Representou o Brasil no Estados Unidos no Brazil Week (Nova York – EUA). Igualmente foi o representante brasileiro em diversos outros eventos internacionais, como o Festival Mundial de cultura da paz (Lyon – França), Festival Aos olhos do mundo (Roma – Itália), Festival Internacional de arte e cultura (Guimarães – Portugal), Festival internacional de teatro – Fazer a festa (Porto – Portugal) e BrazilNoar (Nova arte brasileira, Barcelona – Espanha).
Livros publicados, todos, no gênero Poesia: “Eu, Sonhador”, “Flores em Pé de Guerra”, “O Último Barco do Cais”, “Balada para um Triste Amor”, “Bicho Solto”, “Mar Adentro” e “Amor Revolução Silenciosa”.
Como ator já encenou peças e filmes: “Um Sanatório para Freud”, “Mil Operários em Construção”, “A Caminho da Ternura” e “Carandiru”. Esteve no elenco de filme, como Carandiru, de Hector Babenco. Como ator, atuou em novelas brasileiras, como Sangue do meu sangue (SBT).
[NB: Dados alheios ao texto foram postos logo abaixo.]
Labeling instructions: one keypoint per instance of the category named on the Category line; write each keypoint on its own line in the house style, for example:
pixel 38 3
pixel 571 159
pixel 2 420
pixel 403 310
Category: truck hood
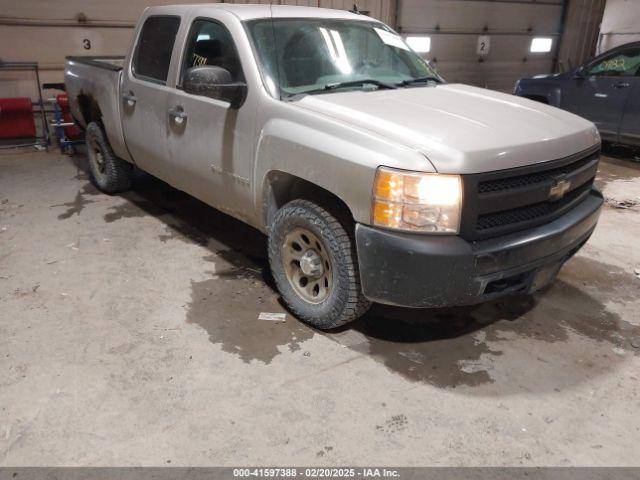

Como diretor dirigiu grandes nomes do teatro, televisão e cinema brasileiro: Paulo Betti e Sérgio Mamberti (A caminho da ternura), Tadeu Di Pietro (Mil operários em construção), Luciana Paes (Um sanatório para Freud).
Ministrou palestras, oficinas, lançou livros e participou de shows em diversos países do mundo: Estados Unidos, França, Itália, Inglaterra, Alemanha e Portugal.
Foi Secretário de Cultura, Turismo e Relações Internacionais, do município de Camaçari, na Bahia.